INELIGIBILITY CRITERIA

- Subjects with serious concurrent infection or medical illness, which would jeopardize
the ability of the subject to receive the treatment outlined in this protocol with
reasonable safety, are ineligible.

- Subjects may not be receiving any other investigational agents or chemotherapeutic
agents other than temozolomide.

- Uncontrolled intercurrent illness including, but not limited to, hypertension, ongoing
or active infection, symptomatic congestive heart failure, unstable angina pectoris,
cardiac arrhythmia, or psychiatric illness/social situations that would limit
compliance with study requirements.

- Pregnant women or those who are breastfeeding are ineligible.

- Subjects with a history of known, active hepatitis are ineligible.

- Subjects with a screening QTc interval greater than or equal to 450 mSec for males,
470 mSec for females are ineligible.

- Subjects with a PR interval >250 mSec are ineligible.

- Subjects with a systolic blood pressure <100 mmHg at baseline are ineligible.

- Subjects taking any anti-arrhythmia medication other than beta-blockers or digoxin or
with a history (within six months) of myocardial infarction, unstable angina,
uncontrolled hypertension, or congestive heart failure are ineligible.

- Subjects with high grade (second degree or above) AV block or persistent sinus
bradycardia of less than 50 BPM are ineligible.

- Subjects who require a calcium channel blocker for blood pressure control and who
cannot be switched to an antihypertensive with an alternative mechanism of action will
be excluded from the study.

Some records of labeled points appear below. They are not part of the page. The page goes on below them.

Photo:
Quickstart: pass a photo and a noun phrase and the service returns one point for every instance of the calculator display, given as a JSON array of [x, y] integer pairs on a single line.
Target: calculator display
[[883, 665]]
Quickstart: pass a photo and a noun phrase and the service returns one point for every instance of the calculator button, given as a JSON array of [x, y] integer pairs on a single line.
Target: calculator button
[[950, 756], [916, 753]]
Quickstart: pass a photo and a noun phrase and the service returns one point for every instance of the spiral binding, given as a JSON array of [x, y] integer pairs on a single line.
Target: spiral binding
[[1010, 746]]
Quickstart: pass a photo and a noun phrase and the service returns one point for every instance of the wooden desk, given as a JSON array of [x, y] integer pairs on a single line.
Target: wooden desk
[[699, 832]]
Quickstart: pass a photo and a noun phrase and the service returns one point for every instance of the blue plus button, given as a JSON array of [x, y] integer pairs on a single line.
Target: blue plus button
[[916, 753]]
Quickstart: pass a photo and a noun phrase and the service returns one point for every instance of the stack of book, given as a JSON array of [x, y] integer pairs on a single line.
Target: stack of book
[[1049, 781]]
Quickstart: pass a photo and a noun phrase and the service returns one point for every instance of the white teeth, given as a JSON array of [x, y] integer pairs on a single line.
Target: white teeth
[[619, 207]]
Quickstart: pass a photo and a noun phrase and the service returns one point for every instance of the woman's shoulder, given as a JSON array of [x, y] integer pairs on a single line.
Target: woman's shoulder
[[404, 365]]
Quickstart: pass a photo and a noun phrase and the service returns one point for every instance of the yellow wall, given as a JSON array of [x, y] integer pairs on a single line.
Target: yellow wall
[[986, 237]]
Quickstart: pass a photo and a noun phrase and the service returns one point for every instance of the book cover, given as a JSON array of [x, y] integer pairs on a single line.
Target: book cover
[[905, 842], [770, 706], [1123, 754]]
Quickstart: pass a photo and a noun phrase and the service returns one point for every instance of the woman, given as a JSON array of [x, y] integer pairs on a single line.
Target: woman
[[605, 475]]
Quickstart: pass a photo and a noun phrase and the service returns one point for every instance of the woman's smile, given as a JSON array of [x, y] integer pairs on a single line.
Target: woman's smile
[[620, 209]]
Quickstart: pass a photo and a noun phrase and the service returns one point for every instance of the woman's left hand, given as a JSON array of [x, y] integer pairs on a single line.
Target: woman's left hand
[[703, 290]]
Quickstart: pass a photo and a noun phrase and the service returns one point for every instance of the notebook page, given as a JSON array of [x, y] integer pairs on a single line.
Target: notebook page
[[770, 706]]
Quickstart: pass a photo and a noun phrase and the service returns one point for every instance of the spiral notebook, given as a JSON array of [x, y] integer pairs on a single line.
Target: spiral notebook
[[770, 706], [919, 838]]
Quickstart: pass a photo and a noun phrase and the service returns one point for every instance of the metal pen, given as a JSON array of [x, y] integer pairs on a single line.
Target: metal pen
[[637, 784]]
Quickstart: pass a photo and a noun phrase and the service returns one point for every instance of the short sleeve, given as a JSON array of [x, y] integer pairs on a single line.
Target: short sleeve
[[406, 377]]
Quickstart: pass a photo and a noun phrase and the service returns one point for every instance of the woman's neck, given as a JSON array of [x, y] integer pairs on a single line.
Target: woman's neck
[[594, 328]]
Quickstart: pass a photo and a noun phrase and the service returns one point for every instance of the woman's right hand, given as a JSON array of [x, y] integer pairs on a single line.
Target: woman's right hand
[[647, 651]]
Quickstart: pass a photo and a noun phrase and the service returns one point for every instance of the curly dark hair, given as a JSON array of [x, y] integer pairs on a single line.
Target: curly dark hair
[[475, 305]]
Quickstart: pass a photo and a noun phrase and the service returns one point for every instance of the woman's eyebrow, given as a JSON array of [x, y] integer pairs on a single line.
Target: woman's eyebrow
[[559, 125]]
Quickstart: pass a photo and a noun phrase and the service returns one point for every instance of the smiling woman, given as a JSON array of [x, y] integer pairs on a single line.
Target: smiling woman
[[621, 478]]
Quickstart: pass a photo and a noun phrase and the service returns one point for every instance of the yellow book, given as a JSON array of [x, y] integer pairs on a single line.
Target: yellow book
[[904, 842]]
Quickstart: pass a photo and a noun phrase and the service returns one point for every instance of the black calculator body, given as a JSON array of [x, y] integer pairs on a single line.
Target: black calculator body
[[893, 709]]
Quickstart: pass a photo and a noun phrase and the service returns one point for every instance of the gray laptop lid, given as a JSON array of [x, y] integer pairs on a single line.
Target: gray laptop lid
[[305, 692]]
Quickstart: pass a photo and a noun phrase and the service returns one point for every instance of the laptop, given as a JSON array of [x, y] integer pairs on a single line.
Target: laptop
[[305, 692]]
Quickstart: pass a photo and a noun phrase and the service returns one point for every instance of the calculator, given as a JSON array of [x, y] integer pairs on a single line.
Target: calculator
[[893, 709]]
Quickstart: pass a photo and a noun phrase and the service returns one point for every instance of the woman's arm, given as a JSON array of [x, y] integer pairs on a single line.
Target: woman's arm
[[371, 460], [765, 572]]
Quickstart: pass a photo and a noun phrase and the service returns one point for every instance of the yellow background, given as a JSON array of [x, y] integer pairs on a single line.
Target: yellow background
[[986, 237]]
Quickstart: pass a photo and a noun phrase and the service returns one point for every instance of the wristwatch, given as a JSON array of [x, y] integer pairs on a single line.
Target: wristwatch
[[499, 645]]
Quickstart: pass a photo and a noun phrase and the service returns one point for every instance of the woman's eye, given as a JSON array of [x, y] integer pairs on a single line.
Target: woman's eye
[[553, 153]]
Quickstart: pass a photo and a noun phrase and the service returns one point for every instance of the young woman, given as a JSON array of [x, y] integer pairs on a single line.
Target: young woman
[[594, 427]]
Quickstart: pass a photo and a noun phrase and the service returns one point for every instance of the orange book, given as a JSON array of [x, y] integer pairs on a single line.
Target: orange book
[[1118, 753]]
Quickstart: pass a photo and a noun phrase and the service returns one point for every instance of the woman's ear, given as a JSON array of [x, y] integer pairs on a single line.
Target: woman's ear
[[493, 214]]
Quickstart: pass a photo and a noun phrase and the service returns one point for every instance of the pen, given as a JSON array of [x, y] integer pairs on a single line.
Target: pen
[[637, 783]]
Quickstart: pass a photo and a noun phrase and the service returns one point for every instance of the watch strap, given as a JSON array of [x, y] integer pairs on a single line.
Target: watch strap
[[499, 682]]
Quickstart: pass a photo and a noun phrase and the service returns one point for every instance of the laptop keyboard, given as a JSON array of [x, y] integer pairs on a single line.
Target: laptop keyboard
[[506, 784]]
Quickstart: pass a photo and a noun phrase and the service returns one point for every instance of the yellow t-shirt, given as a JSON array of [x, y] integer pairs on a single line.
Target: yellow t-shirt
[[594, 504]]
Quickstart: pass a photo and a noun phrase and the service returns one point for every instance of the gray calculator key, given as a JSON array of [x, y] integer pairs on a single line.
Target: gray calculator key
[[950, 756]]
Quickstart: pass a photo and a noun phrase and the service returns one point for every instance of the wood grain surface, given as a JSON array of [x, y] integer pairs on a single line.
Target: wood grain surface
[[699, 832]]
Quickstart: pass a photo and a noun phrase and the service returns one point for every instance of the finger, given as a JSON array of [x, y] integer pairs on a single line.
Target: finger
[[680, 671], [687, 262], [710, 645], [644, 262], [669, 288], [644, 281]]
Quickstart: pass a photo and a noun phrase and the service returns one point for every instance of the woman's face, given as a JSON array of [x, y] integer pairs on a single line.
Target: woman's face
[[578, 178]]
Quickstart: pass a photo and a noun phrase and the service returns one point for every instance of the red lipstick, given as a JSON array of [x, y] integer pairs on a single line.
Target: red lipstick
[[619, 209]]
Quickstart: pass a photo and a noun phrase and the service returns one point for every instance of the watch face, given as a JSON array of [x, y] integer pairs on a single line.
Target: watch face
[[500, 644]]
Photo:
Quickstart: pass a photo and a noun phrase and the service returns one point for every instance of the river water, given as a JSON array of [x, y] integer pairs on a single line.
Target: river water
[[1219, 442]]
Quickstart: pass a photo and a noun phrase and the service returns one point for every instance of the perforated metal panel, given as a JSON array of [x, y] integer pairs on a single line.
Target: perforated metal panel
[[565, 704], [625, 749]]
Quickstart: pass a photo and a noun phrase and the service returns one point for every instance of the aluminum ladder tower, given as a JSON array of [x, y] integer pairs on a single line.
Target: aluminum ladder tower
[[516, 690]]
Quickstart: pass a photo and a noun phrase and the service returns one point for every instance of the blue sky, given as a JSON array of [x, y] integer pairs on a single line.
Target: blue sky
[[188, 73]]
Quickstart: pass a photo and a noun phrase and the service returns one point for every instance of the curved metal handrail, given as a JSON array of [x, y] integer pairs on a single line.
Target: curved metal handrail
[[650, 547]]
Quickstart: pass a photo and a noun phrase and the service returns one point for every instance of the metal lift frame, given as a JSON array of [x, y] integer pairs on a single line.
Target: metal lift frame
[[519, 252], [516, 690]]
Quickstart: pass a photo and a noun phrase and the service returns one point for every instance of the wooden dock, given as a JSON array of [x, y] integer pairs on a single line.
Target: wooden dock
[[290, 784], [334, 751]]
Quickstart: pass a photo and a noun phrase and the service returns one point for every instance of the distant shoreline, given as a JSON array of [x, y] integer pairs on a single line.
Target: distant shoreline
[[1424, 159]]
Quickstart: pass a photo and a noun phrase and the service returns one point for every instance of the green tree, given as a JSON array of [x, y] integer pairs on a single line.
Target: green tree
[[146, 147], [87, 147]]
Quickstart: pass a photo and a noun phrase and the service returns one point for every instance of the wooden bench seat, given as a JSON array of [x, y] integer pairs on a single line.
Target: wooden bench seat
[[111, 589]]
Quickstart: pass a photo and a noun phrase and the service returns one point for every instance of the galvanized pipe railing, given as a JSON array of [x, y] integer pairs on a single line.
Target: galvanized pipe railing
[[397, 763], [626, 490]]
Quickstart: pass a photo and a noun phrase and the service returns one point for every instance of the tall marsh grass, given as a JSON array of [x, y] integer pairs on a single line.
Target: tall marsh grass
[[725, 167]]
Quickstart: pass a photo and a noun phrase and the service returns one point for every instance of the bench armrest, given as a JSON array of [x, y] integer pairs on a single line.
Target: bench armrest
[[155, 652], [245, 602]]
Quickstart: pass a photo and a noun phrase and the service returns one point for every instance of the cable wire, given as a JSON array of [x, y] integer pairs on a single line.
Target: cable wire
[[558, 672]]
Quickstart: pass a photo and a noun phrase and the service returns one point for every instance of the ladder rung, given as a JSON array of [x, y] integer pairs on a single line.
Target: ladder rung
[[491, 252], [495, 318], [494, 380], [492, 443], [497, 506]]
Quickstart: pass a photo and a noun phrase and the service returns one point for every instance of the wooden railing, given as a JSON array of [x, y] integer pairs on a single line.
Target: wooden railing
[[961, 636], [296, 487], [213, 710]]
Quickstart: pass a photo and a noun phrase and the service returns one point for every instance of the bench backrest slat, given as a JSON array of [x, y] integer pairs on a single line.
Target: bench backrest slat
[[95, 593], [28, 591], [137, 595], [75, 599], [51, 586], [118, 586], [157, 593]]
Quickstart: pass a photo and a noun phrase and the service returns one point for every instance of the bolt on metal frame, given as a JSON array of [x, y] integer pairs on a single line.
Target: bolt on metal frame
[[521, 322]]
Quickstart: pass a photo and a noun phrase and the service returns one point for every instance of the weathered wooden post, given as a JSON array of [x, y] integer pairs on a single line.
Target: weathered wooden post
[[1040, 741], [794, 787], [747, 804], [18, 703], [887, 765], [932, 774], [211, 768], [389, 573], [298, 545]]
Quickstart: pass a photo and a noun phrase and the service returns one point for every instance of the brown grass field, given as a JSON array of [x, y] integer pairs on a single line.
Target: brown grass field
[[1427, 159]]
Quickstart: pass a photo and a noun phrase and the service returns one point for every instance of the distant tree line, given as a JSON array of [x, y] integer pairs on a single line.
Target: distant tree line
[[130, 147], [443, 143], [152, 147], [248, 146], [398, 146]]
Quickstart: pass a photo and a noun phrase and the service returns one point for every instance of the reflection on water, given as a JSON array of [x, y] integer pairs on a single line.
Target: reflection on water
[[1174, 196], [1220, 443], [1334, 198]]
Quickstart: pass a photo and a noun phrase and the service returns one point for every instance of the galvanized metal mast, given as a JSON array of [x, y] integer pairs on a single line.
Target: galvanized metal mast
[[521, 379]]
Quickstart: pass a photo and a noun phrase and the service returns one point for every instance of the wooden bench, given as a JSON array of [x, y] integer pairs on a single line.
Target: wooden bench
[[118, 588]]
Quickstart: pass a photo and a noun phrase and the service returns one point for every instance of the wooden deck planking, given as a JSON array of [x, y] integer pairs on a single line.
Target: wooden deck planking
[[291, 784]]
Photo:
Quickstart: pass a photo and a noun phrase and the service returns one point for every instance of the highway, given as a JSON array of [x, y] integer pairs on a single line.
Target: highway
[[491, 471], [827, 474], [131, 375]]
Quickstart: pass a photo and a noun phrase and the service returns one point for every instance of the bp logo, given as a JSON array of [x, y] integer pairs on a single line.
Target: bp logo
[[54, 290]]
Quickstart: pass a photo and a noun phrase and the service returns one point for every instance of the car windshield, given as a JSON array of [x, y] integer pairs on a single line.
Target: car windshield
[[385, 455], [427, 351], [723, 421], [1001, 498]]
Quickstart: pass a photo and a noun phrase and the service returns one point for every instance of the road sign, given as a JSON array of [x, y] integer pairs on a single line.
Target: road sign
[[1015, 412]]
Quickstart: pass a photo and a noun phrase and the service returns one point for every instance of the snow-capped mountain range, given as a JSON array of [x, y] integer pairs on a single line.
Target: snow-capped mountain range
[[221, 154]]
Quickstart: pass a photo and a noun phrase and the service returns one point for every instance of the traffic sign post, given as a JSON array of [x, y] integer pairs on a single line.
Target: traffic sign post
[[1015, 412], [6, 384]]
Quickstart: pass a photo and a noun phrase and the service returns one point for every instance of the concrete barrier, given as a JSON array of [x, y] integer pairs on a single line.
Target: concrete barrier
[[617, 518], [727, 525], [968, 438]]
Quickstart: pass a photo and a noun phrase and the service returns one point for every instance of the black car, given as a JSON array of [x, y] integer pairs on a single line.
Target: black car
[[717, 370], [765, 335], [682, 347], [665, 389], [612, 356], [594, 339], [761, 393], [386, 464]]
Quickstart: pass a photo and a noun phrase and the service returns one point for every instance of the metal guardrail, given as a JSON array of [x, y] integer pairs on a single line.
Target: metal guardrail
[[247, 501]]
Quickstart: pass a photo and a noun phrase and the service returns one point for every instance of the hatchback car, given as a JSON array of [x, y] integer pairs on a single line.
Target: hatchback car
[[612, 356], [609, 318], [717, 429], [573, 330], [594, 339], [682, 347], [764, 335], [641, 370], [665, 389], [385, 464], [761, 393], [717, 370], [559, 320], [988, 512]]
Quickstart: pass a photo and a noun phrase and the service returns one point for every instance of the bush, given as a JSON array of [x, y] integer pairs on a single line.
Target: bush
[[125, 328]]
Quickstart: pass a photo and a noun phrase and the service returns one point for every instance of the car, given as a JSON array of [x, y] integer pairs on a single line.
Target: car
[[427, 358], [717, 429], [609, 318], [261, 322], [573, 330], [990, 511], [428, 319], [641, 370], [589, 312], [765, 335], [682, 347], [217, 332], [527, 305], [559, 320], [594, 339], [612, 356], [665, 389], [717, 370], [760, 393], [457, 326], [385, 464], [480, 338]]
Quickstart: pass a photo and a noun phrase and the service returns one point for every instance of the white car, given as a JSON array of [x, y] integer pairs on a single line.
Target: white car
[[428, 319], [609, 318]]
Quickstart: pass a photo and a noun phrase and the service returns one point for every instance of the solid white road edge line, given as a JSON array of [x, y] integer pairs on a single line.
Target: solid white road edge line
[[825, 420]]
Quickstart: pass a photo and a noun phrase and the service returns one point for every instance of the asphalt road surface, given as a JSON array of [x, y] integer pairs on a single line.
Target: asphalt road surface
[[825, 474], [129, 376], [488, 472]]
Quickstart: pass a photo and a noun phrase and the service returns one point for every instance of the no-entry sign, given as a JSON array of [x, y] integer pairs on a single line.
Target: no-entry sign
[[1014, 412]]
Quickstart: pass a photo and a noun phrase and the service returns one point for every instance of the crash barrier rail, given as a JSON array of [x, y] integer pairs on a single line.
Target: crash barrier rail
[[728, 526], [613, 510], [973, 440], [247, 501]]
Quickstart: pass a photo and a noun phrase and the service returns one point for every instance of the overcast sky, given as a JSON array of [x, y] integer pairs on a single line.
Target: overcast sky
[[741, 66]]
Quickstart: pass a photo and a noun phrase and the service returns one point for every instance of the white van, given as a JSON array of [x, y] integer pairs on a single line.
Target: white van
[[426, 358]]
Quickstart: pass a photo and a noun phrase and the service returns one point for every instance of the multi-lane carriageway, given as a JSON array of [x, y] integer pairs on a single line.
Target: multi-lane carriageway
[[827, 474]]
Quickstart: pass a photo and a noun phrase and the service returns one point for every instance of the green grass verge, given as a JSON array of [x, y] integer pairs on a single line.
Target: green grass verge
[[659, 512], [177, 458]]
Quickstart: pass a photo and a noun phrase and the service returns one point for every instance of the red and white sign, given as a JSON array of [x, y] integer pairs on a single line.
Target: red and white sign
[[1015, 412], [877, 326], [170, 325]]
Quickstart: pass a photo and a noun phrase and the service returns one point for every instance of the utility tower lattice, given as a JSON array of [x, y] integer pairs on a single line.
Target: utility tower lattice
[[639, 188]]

Permitted anti-hypertensive medications include:

- chlorothiazide

- hydrochlorothiazide

- atenolol

- nadolol

- enalapril

- lisinopril,

- eprosartan

- irbesartan.

- Subjects cannot receive any statin while on trial except pravastatin.

- Subjects who require treatment with an H2 blocker, other than famotidine, are
ineligible. If the subject requires a proton pump inhibitor (PPI), then esomeprazole,
pantoprazole, or rabeprazole may be given.

- Known HIV-positive subjects are ineligible because of potential CNS conditions
associated with HIV and the possibility of unexpected drug-drug interactions.

- Subjects on enzyme-inducing anti-epileptic drugs (EIAEDs) are not eligible for
treatment on this protocol. Subjects previously treated with EIAEDs may be enrolled if
they have been off the EIAED for 10 days or more prior to the first dose of
mibefradil.

- Subjects taking an anticoagulant must use warfarin or a low molecular weight heparin.
Unfractionated heparin is not permitted. Appropriate monitoring of the effect of
anticoagulation is required by guidelines.

- All subjects who require drugs that are substrates of CYP 3A4, CYP 2D6, and CYP 1A2
are ineligible except for the ones that are explicitly permitted

- Subjects who require any drugs that are known to interact adversely with metabolism or
excretion of mibefradil are ineligible.

- Subjects who are taking and cannot discontinue over-the-counter (OTC) medications and
nutritional supplements, including herbal or "Chinese" medications are ineligible.